ROS 2 grew up. The honest assessment of where it is bulletproof and where you still need to be careful.
For most of ROS's life, "ROS in production" was an oxymoron. ROS 1 was a research framework that academic labs used to publish papers. ROS 2 — particularly Humble (LTS) and the newer Iron and Jazzy releases — is the version that actually ships in commercial robots. We have deployed ROS 2 across autonomous warehouse pickers, agricultural drones, and inspection robots. Here is the field report.
What ROS 2 got right
- DDS as the transport. Real-time, multicast, with QoS controls. Well-suited to production.
- Component lifecycle. Lifecycle nodes have explicit states (unconfigured, inactive, active, finalized). Deterministic startup, deterministic shutdown.
- Native Windows and macOS support. Cross-platform CI is finally tractable.
- Security primitives. SROS2 (Secure ROS 2) integrates DDS security: authentication, encryption, access control. Enterprise-deployable.
What still needs care
- QoS configuration. Get it wrong and your messages drop or your CPU spikes. The defaults are not always right.
- DDS implementation choice. Cyclone DDS, Fast DDS, RTI Connext — they have different performance characteristics and bugs. Pick deliberately.
- Build system complexity.

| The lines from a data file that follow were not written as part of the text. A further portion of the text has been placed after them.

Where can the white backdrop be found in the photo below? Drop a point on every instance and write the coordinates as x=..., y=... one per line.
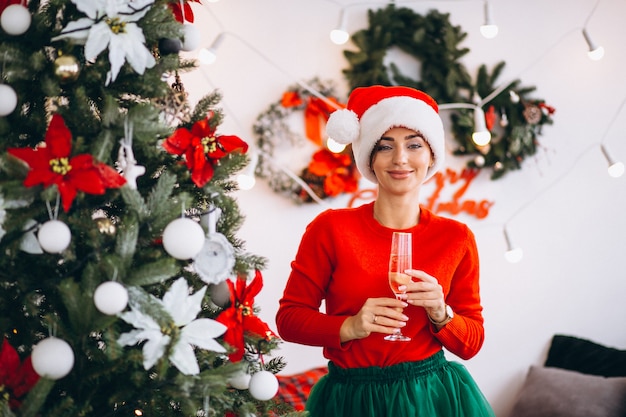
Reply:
x=562, y=208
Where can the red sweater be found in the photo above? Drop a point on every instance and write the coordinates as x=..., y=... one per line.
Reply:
x=343, y=259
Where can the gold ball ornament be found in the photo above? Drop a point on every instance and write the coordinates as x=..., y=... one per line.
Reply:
x=66, y=68
x=105, y=226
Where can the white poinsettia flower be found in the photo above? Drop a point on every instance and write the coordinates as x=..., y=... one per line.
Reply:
x=183, y=308
x=111, y=24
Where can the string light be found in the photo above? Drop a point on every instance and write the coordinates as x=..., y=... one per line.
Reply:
x=489, y=30
x=340, y=35
x=246, y=178
x=481, y=135
x=595, y=52
x=513, y=254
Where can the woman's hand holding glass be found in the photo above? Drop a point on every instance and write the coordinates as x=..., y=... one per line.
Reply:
x=425, y=291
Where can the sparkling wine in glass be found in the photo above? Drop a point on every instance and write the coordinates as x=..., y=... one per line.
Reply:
x=399, y=261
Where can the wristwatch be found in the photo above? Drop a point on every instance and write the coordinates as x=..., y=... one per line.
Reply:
x=449, y=316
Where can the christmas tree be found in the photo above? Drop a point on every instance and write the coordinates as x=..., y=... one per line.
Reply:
x=125, y=289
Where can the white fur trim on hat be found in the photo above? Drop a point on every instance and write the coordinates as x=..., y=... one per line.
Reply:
x=398, y=111
x=343, y=126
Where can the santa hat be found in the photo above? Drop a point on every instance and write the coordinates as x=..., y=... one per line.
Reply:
x=372, y=111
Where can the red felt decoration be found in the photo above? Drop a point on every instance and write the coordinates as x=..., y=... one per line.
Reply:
x=51, y=164
x=202, y=148
x=340, y=174
x=239, y=316
x=182, y=13
x=16, y=378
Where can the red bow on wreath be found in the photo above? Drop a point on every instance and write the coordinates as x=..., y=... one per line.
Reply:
x=16, y=378
x=239, y=316
x=202, y=148
x=182, y=10
x=51, y=164
x=338, y=171
x=316, y=112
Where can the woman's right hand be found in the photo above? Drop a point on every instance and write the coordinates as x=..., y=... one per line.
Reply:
x=380, y=315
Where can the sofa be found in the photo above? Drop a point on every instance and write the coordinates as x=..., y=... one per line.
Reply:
x=579, y=378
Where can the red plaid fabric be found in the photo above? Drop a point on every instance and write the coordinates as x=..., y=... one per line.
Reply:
x=294, y=389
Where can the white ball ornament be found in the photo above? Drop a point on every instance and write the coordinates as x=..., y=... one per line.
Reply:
x=263, y=385
x=183, y=238
x=54, y=236
x=8, y=99
x=15, y=19
x=240, y=380
x=110, y=298
x=52, y=358
x=191, y=37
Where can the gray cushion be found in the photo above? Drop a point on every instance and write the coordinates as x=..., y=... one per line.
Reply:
x=554, y=392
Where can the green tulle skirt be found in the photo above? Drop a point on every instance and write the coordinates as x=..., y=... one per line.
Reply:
x=433, y=387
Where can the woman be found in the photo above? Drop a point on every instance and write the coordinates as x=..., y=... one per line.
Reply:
x=398, y=142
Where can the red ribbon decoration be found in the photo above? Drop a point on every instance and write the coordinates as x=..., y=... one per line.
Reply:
x=316, y=112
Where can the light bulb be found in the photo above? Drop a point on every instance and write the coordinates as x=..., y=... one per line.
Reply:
x=334, y=146
x=489, y=30
x=595, y=52
x=481, y=135
x=512, y=254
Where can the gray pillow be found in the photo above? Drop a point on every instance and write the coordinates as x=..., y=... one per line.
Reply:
x=554, y=392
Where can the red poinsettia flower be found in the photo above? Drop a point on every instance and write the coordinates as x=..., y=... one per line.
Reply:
x=239, y=316
x=202, y=148
x=51, y=164
x=16, y=378
x=340, y=175
x=182, y=14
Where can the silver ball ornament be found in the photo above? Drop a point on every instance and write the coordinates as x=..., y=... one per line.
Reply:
x=52, y=358
x=8, y=99
x=15, y=19
x=54, y=236
x=183, y=238
x=240, y=380
x=110, y=298
x=263, y=385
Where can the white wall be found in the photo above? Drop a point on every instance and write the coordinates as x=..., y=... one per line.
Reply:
x=561, y=208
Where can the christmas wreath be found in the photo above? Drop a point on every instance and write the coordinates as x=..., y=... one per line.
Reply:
x=514, y=120
x=288, y=144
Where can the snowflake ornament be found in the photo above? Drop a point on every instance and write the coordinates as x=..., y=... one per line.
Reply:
x=183, y=309
x=112, y=24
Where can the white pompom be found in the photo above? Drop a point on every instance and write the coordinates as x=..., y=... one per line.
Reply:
x=183, y=238
x=191, y=37
x=15, y=19
x=54, y=236
x=8, y=100
x=110, y=298
x=240, y=380
x=343, y=126
x=52, y=358
x=263, y=385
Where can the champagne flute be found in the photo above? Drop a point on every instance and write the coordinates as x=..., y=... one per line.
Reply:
x=399, y=261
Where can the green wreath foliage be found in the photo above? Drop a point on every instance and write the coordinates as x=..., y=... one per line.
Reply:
x=514, y=119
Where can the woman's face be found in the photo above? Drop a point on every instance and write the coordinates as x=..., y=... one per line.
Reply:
x=401, y=159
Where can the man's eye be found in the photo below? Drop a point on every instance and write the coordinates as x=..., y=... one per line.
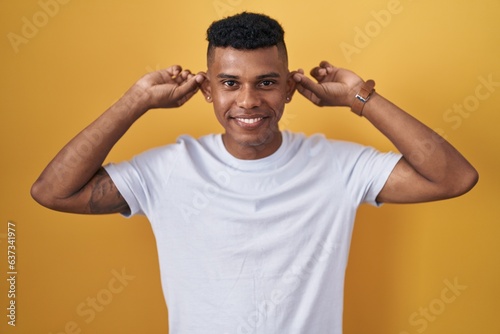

Colcon plus ament plus CMake plus rosdep. The learning curve is real.
- Bridge to ROS 1. If you have legacy ROS 1 components, the bridge works but adds latency and operational complexity.
Patterns from production
- Containerize everything. Docker images per ROS 2 package. Reproducible builds, hash-pinned dependencies, deployable in air-gapped factories.
- Lifecycle nodes for everything that touches hardware. The state machine forces you to think about startup ordering and recovery.
- Custom QoS profiles per topic. Sensor data: best-effort, depth 1. Mission state: reliable, transient-local. Don't use defaults.
- Bag everything in production. rosbag2 records the full topic stream. When something breaks, you replay the day.
What we ship
For new robotics clients we default to ROS 2 Humble (LTS), Cyclone DDS, Docker Compose for orchestration, and rosbag2 + a lightweight ML pipeline for post-incident analysis. Every robot ships with telemetry to a central observability stack so we can debug fleet-wide issues from headquarters.
The takeaway
ROS 2 is no longer a research toy. It is a production-grade robotics middleware with the operational rough edges that any sufficiently mature platform has. Adopt it confidently; budget for the ramp.